My colleague, Beth, used to be able to tell when I’d stayed out of the woods too long. She’d look at me and suggest I get my feet in gear. And yesterday I recognized the need myself and called down to my husband to accompany me. We took a long walk around the Weir Hill Reservation in North Andover, MA, one of the Trustees of Reservations properties www.thetrustees.org/. More often than not we were outside of each other’s sight as our paces differed or some treasure pulled us aside for a close up view or a photo op. Weir Hill holds special significance to me; I found my first guinea pig
there, abandoned and left for dead among the September leaves and ferns. It was the week after the 9/11 horror, and I was compelled to revive my battered spirit with a 6 am wilderness refresher (or as much of a wilderness as a suburb can offer). And there in the woods I found hope, and Hope, the name I gave my new guinea pig.
I always look for the twin trees near the beginning of the trail where I found Hope, despite never since (it’s been about 10 years) having found another treasure. I do it more in homage to the critter that changed my outlook on life. Yesterday was no exception, no flash of unnatural color in the leaves, no smoking remnants of Giant Destroyer rodent killer. It was harder to find the trees, though, as I hunted for the cleanest path through an ooze of mud that now forms in that area.
But the day was not without discovery. I found the perfect yellow leaf, a perfect brown leaf and a perfect two-tone leaf. None are eligible to be entered in the 2nd One Perfect Fall Leaf 24 Hour Photo Contest next year, as I am the only ineligible photographer. But I can’t stop looking. I found a small critter’s cache of red berries in a hole in a rotted tree trunk. I discovered that each section of the trail flashed a different color – at this time brown, yellow or red. I rooted for one leaf over another as it raced across the lake surface propelled by hearty gusts. I learned that capturing a falling leaf on camera can have dizzying effects. And, I disappointed every dog I met by the sad fact that I was one of the very few humans unaccompanied by canines. You can see disappointment and wonder on
a dog’s face pretty clearly, a few barked at me in disgust.
And there was one other discovery. Hidden and tangled in the underbrush on the lake’s edge was a raft.

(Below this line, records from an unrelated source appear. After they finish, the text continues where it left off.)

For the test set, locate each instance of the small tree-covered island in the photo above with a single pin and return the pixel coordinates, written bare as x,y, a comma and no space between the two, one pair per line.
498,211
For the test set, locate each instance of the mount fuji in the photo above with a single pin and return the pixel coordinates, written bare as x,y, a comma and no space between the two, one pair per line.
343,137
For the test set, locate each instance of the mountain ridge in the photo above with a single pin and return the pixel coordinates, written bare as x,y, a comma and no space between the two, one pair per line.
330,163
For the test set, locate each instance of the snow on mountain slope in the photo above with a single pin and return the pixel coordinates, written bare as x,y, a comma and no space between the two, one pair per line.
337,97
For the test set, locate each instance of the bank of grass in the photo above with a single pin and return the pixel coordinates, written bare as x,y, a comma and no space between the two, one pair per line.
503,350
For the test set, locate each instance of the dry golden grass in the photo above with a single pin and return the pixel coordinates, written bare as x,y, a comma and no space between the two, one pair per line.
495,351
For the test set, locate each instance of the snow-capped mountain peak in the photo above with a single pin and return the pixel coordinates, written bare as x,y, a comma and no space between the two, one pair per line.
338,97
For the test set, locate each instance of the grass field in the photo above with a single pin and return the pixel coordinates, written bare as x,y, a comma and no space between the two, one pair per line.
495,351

Bound together by duct tape I saw a kid’s inflatable tube and the errant logs that were cleared after crashing to the ground and blocking the trails as a result of the recent big storm. This is a reservoir mind
you and boats are discouraged, but in seeing that there I knew I found a kindred spirit, one I’d never meet. I
know exactly how enticing that ride was. In fact I’d asked Jon if he wanted to try it out and we both agreed the adult answer to that question was “no”. It really didn’t seem too sea or make that pond-worthy.

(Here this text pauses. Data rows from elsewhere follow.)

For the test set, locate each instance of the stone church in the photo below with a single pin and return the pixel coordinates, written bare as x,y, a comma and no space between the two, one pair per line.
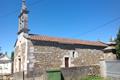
35,54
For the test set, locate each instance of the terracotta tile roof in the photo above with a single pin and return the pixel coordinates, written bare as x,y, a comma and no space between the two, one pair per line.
65,40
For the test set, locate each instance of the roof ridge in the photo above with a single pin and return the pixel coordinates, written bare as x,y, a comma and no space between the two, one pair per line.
65,40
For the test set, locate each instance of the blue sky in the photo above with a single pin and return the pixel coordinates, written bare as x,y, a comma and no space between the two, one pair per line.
79,19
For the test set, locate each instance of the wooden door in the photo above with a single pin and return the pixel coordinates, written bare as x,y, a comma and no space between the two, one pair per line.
66,61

I returned home more grounded and yet lighter than I’ve felt in a while and sorted through my email. There among the ads, jokes and friendly updates was one asking if I could foster another pair of adventurous guinea pigs, Lewis and Clark, for a couple of weeks, the time it would take this boy to re-grow his broken incisors. Seems I’ve been given another chance to honor Hope.